Le Trésor américain et le FMI prônent une libéralisation rapide des marchés financiers, au
risque de déséquilibrer les économies nationales, mais ce qui fournit un avantage certain aux
firmes américaines. Elles ont tout intérêt à voir s’ouvrir de nouveaux marchés.
Dans les accords internationaux, les Etats-Unis prônent une politique de libéralisation, et c’est
le succès des années 1990 avec la fin de l’Urugway Round et la création de l’Organisation
Mondiale du Commerce. Mais ce n’est pas pour autant qu’ils cessent les subventions de leurs
firmes, dans une véritable « aide sociale aux entreprises », et des barrières à l’entrée des
marchandises aux Etats-Unis subsistent.
Aujourd’hui, les flux de capitaux vont encore des pays pauvres vers les pays riches, et
le déficit américain (tant stigmatisé par les institutions internationales lorsqu’il se produit dans
les PED) est financé par les PED, par le biais des Bons du Trésor. Le « Consensus de
Wasington » ou l’unilatéralisme américain pèse sur le monde en développement.
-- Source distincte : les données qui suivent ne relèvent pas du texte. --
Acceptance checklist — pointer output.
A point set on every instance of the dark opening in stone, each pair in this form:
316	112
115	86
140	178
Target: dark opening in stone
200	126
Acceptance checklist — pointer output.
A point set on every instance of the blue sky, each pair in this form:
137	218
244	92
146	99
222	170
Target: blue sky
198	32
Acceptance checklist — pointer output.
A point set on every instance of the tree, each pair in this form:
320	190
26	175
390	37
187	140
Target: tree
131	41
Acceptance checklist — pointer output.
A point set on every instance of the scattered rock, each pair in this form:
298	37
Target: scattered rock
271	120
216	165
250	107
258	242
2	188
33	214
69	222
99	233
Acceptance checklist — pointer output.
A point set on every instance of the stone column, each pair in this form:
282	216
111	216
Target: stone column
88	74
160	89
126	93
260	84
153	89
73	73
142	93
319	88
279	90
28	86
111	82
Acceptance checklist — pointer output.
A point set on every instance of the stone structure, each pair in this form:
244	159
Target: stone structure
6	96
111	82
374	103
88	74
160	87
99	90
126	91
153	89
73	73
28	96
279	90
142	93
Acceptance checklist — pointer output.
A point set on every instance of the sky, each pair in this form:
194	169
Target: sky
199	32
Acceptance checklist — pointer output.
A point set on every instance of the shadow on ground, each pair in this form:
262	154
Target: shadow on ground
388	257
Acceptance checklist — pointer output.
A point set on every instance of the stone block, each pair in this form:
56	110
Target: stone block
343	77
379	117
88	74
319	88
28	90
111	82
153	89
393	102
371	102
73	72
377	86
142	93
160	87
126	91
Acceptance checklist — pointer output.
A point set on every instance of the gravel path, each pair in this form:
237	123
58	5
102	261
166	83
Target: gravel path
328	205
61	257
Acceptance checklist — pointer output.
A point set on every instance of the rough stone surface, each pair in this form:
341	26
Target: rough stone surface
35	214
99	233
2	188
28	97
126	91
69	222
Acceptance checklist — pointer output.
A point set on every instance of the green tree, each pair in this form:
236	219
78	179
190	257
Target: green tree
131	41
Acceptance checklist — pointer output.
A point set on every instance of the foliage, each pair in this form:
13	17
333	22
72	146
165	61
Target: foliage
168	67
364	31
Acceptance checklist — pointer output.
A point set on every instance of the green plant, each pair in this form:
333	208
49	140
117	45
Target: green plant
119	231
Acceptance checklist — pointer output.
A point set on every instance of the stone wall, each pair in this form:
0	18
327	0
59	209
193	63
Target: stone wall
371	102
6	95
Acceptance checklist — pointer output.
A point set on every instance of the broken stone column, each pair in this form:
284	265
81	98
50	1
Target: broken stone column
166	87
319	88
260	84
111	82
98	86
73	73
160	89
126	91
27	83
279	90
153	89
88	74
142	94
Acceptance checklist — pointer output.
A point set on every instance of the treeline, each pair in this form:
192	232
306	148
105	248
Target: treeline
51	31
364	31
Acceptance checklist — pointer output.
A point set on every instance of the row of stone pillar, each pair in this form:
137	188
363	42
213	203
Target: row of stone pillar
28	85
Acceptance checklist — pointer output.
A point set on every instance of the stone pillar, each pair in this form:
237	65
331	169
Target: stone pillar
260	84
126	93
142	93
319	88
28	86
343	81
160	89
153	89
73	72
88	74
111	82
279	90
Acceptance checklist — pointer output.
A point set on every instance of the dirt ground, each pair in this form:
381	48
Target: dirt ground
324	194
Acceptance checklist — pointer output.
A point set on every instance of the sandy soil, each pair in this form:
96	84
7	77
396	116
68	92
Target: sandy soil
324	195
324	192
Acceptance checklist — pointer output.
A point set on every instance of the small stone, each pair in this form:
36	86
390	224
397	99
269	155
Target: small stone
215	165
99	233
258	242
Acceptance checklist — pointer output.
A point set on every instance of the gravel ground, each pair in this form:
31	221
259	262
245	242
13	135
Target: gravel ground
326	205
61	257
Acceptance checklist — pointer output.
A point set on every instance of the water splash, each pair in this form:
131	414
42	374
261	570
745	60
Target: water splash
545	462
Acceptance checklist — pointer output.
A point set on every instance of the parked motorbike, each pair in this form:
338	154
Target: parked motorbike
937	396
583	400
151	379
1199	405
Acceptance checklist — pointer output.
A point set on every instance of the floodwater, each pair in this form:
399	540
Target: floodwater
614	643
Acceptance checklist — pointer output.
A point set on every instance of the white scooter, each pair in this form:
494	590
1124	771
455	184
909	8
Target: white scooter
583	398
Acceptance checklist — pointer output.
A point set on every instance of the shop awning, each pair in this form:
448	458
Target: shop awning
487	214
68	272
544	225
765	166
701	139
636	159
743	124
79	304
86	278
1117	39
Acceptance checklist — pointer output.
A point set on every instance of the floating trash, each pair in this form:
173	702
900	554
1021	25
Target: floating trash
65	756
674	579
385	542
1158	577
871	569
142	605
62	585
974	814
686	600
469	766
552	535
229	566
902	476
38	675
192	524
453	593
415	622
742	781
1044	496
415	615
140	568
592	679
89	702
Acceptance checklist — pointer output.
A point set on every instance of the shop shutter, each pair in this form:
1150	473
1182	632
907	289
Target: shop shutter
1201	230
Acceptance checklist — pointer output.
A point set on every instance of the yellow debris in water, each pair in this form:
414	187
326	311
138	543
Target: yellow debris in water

L’auteur
préconise une « vision mondiale », où primeraient la justice et la solidarité humaine.
Stiglitz entend « déboulonner les mythes » : celui de l’efficacité de l’équilibre
budgétaire, du héros capitaliste américain, du marché autorégulateur panacée de la prospérité,
bref du capitalisme américain des années 1990 comme seule modèle de prospérité. Alors que
l’urgence l’emporte sur les valeurs et le long terme, il est nécessaire de formuler un nouvel
idéal, plus pragmatique. Il y a une place pour un équilibre entre l’Etat et le marché, qui ne
peut être une fin, mais un moyen, qui, orienté par l’Etat, doit concrétiser des valeurs : la
justice sociale, la démocratie, la liberté, dans une perspective d’auto-détermination et d’action
collective. Démocratiser la mondialisation, c’est poser la question de des normes : elles ne
doivent pas entraîner le formatage ni restreindre la liberté des nations.